Il devient clair qu'on n'a perçu jusqu'alors qu'une
partie du monde où l'on vit. Les êtres humains que l'on
rencontre apparaissent également sous un jour nouveau. Certes,
il ne suffit pas de cette attitude dévotionnelle pour
percevoir dans un être des phénomènes aussi
subtils que par exemple son
« aura » :
une bien plus forte
discipline est pour cela nécessaire. Mais précisément
pour acquérir celle-ci, le premier pas est de se mettre
énergiquement à l'école de la dévotion
(Note 1 :
Dans le dernier chapitre du livre que j'ai intitulé
« Théosophie, Introduction à la connaissance
suprasensible du monde et de la destinée humaine »,
on trouvera une description rapide du
« sentier de la connaissance ».
Nous en décrivons ici en détails les aspects
pratiques.)
L'entrée
du disciple sur le sentier de la connaissance s'accomplit sans bruit,
inaperçue de son entourage même. Personne ne remarque en
lui le changement. Il assume ses devoirs, s'occupe de ses
affaires comme à l'ordinaire. La métamorphose ne se
passe que dans l'intimité de son âme, soustraite aux
regards extérieurs. L'attitude dévotionnelle à
l'égard de tout ce qui en est vraiment digne rayonne sur
l'ensemble de sa vie affective; toute sa vie psychique trouve là
son centre. Comme le soleil anime de ses rayons tout ce qui
vit, cette faculté de vénérer vivifie toutes les
fibres de la vie affective.
Au
début, on a peine à croire que des sentiments
comme le respect, l'estime, la vénération, aient un
rapport avec la connaissance. La raison en est que l'on est enclin à
considérer la connaissance comme une faculté en
soi, indépendante de tout ce qui se passe dans la vie
intérieure. On oublie que c'est l'âme qui
connaît.
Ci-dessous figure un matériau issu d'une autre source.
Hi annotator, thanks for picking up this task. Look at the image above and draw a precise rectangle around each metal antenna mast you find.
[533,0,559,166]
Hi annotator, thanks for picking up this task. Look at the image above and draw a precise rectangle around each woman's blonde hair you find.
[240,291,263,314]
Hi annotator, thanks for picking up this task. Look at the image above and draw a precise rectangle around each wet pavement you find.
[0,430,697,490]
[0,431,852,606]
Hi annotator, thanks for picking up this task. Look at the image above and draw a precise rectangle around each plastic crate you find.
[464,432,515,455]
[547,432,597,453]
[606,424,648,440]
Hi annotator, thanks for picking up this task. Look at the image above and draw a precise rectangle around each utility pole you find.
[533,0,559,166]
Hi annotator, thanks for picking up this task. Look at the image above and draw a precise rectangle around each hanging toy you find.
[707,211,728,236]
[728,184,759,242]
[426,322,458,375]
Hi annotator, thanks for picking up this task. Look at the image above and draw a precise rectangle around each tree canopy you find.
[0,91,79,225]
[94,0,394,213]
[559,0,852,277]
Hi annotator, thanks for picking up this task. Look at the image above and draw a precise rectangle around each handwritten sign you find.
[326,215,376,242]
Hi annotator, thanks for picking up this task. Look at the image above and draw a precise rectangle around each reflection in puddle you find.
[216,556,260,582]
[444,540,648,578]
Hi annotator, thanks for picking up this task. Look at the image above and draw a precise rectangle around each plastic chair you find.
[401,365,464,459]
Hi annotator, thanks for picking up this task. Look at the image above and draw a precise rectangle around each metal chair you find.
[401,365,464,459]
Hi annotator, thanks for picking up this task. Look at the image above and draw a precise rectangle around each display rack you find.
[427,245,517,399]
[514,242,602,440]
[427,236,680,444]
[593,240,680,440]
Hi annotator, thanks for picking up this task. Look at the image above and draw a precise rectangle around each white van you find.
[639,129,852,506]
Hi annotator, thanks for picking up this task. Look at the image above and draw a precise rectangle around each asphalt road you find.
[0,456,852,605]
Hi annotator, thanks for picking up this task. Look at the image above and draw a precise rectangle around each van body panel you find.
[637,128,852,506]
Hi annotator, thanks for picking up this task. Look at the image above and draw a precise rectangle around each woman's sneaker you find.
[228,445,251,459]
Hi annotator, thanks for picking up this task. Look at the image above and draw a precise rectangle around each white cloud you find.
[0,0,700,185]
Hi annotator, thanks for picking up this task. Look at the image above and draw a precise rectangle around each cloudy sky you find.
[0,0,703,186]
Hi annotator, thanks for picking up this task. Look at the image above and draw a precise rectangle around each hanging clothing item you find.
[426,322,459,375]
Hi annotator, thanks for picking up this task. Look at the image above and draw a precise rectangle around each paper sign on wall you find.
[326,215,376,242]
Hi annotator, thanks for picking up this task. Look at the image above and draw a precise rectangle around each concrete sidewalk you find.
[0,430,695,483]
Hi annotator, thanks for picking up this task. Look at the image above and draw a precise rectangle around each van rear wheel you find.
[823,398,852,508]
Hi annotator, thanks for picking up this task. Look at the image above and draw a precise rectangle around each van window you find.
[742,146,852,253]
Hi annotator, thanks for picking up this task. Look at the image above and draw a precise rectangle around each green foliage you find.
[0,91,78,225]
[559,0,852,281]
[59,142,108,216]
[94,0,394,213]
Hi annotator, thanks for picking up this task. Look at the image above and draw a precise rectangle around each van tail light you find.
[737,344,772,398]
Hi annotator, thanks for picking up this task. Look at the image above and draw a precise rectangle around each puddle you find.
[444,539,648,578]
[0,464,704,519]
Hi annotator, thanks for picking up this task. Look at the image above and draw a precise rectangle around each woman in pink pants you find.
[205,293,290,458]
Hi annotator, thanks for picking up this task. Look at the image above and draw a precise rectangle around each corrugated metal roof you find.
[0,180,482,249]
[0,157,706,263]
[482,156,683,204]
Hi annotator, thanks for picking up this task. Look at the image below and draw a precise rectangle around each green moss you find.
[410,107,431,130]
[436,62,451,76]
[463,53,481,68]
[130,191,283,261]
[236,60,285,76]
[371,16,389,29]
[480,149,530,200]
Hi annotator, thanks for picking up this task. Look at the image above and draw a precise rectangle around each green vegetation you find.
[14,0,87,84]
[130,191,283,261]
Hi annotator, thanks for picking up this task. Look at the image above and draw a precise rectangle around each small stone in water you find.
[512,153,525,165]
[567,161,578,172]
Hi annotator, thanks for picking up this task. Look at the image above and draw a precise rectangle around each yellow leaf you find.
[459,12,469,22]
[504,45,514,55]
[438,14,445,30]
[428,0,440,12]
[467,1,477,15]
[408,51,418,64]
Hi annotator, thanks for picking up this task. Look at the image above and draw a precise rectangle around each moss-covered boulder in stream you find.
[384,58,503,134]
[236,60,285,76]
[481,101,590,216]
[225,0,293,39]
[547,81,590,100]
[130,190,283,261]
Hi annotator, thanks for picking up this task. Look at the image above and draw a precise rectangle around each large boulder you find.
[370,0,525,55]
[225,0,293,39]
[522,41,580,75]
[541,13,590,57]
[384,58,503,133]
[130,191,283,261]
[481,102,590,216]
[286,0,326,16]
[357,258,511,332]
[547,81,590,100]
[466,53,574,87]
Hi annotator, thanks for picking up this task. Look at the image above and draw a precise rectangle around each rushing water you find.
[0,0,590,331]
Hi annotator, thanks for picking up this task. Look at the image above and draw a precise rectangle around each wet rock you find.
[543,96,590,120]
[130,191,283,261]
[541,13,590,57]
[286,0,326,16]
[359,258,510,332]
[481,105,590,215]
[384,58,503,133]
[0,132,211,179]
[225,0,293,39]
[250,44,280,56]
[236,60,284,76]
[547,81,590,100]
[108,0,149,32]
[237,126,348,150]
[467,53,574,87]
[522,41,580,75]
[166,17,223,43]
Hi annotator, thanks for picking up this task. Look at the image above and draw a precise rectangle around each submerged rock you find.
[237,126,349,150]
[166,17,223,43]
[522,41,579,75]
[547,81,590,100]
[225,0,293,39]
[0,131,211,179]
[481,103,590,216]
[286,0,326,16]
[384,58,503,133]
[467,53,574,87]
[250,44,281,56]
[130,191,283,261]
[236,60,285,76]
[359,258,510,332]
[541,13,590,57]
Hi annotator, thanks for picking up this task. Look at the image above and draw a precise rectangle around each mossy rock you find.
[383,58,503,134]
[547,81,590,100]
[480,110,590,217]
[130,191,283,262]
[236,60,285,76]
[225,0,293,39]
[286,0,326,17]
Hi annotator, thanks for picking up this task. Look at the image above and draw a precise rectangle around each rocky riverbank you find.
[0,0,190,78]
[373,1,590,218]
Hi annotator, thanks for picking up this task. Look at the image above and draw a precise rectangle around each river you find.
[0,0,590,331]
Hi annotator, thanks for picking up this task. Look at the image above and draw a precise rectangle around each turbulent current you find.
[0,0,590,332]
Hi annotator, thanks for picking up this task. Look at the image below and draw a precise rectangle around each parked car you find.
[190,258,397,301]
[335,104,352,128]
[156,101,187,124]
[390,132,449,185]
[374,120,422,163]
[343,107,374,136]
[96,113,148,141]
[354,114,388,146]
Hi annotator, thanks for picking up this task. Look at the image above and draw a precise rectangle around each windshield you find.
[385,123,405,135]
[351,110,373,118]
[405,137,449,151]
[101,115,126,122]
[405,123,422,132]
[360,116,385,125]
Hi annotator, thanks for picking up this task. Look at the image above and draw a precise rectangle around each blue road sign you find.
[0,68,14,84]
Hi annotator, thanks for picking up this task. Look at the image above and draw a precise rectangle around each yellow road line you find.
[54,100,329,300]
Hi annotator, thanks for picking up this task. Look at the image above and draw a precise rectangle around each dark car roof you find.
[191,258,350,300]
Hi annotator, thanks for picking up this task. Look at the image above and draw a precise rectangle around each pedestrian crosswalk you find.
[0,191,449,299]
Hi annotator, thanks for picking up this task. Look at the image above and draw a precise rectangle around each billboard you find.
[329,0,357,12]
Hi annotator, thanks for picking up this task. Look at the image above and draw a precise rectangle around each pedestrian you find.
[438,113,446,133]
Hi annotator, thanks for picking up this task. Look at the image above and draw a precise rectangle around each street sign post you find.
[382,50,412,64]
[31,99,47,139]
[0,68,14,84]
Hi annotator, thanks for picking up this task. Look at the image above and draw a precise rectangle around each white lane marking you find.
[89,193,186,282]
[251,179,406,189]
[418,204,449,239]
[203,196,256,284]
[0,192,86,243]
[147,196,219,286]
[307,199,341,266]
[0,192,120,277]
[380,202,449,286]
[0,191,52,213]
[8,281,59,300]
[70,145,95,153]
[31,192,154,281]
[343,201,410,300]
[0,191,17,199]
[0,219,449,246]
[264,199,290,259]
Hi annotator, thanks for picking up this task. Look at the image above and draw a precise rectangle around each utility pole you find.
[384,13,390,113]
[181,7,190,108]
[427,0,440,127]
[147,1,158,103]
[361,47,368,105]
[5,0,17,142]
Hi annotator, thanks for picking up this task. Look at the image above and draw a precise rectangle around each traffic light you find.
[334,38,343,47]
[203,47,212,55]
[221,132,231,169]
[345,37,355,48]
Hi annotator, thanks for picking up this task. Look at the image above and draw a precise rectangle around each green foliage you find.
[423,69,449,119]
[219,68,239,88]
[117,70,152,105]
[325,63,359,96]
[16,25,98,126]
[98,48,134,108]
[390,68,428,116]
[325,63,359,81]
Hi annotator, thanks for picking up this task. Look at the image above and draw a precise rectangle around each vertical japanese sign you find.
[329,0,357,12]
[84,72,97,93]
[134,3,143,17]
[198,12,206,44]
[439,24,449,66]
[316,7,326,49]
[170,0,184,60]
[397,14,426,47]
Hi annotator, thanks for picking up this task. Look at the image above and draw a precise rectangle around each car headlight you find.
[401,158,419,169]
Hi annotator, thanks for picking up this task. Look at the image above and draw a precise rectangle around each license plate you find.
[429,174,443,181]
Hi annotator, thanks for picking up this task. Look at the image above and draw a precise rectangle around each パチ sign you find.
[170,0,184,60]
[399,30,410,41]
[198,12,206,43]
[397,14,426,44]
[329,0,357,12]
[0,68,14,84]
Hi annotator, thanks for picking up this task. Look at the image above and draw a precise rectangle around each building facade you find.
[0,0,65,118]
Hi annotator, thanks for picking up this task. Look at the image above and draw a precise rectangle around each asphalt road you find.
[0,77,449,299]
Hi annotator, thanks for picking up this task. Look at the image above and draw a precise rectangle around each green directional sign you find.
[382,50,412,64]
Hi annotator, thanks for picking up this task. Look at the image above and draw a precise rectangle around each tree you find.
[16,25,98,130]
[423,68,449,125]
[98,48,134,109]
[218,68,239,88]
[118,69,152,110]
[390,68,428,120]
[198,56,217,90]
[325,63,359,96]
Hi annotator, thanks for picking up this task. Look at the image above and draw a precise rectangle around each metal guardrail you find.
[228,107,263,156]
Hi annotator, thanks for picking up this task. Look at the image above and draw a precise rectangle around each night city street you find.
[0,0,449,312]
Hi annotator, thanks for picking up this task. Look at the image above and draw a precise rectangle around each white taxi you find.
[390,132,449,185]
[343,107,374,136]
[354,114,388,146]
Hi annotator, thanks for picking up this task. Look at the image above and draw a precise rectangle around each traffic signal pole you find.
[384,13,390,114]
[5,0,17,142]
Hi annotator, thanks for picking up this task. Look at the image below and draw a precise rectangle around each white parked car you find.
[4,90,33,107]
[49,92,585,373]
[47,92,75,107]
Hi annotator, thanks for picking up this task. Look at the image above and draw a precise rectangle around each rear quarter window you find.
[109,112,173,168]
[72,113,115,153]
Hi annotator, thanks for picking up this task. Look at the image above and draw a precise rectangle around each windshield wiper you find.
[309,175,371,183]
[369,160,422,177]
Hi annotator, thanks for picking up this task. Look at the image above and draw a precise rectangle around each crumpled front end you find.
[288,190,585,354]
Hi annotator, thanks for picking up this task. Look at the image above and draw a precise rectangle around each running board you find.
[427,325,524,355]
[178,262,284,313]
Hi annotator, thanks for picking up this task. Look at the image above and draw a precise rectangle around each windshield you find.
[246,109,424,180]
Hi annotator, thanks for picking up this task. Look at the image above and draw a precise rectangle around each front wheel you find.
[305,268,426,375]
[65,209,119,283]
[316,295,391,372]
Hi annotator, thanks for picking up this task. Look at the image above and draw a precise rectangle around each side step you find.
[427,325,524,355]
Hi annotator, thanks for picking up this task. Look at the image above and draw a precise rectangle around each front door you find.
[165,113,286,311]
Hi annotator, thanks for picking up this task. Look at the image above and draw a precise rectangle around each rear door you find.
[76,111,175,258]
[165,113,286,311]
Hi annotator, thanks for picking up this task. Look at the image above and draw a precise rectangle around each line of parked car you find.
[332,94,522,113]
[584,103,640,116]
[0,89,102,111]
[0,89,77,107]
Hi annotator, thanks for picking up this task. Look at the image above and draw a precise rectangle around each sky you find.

Et les sentiments sont la nourriture de l'âme
tout comme les aliments sont celle du corps. Si l'on donne au corps
des pierres au lieu de pain, son activité s'éteint. Il
en va de même pour l'âme. Le respect, l'estime, la
dévotion sont des substances nutritives qui assurent
santé et vigueur à l'ensemble de ses activités,
et avant tout à celle de la connaissance. Au contraire,
le mépris, l'antipathie, le dénigrement à
l'égard de ce qui est estimable paralysent et tuent la
force de connaître.
Ce
fait se traduit pour le chercheur spirituel jusque dans les couleurs
de l'aura. Un changement se produit dans l'aura du
disciple qui s'assimile des sentiments de vénération,
de dévotion. Certaines tonalités spirituelles
comparables au rouge-jaune, au rouge-brun, disparaissent pour faire
place au rouge-bleu. Cette transformation est le signe que le pouvoir
de connaître s'est ouvert: certains événements
que jusqu'ici le disciple n'avait pas remarqués dans son
entourage lui deviennent accessibles. La dévotion a éveillé
dans l'âme une force de sympathie par laquelle nous attirons,
dans les êtres qui nous entourent, la manifestation de qualités
qui sans cela demeureraient cachées.